Second, Descartes raised a more systematic method for doubting the legitimacy of all sensory perception. Since my most vivid dreams are internally indistinguishible from waking experience, he argued, it is possible that everything I now "perceive" to be part of the physical world outside me is in fact nothing more than a fanciful fabrication of my own imagination. On this supposition, it is possible to doubt that any physical thing really exists, that there is an external world at all. (Med. I)

Severe as it is, this level of doubt is not utterly comprehensive, since the truths of mathematics and the content of simple natures remain unaffected. Even if there is no material world (and thus, even in my dreams) two plus three makes five and red looks red to me. In order to doubt the veracity of such fundamental beliefs, I must extend the method of doubting even more hyperbolically.

  • A Deceiving God

    Finally, then, Descartes raises even more comprehensive doubts by inviting us to consider a radical hypothesis derived from one of our most treasured traditional beliefs. What if (as religion teaches) there is an omnipotent god, but that deity devotes its full attention to deceiving me? (Med. I) The problem here is not merely that I might be forced by god to believe what something which is in fact false. Descartes means to raise the far more devastating possibility that whenever I believe anything, even if it has always been true up until now, a truly omnipotent deceiver could at that very moment choose to change the world so as to render my belief false. On this supposition, it seems possible to doubt the truth of absolutely anything I might come to believe.

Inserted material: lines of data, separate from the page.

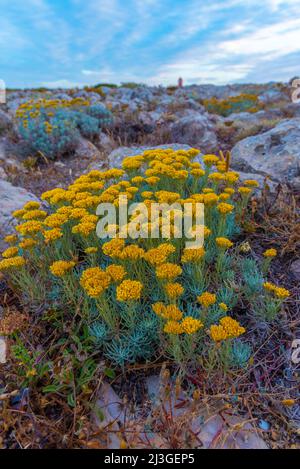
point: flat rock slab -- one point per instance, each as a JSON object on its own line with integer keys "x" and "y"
{"x": 275, "y": 153}
{"x": 218, "y": 429}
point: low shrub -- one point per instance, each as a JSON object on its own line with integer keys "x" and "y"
{"x": 51, "y": 128}
{"x": 137, "y": 300}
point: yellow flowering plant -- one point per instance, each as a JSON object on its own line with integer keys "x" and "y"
{"x": 139, "y": 298}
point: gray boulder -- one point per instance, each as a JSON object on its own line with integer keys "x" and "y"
{"x": 275, "y": 153}
{"x": 195, "y": 130}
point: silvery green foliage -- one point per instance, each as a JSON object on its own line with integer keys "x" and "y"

    Although the hypothesis of a deceiving god best serves the logical structure of the Meditations as a whole, Descartes offered two alternative versions of the hypothetical doubt for the benefit of those who might take offense at even a counter-factual suggestion of impiety. It may seem more palatable to the devout to consider the possibility that I systematically deceive myself or that there is some evil demon who perpetually tortures me with my own error. The point in each case is that it is possible for every belief I entertain to be false.

    Remember that the point of the entire exercise is to out-do the skeptics at their own game, to raise the broadest possible grounds for doubt, so that whatever we come to believe in the face of such challenges will indeed be that which cannot be doubted. It is worthwhile to pause here, wallowing in the depths of Cartesian doubt at the end of the First Meditation, the better to appreciate the escape he offers at the outset of Meditation Two.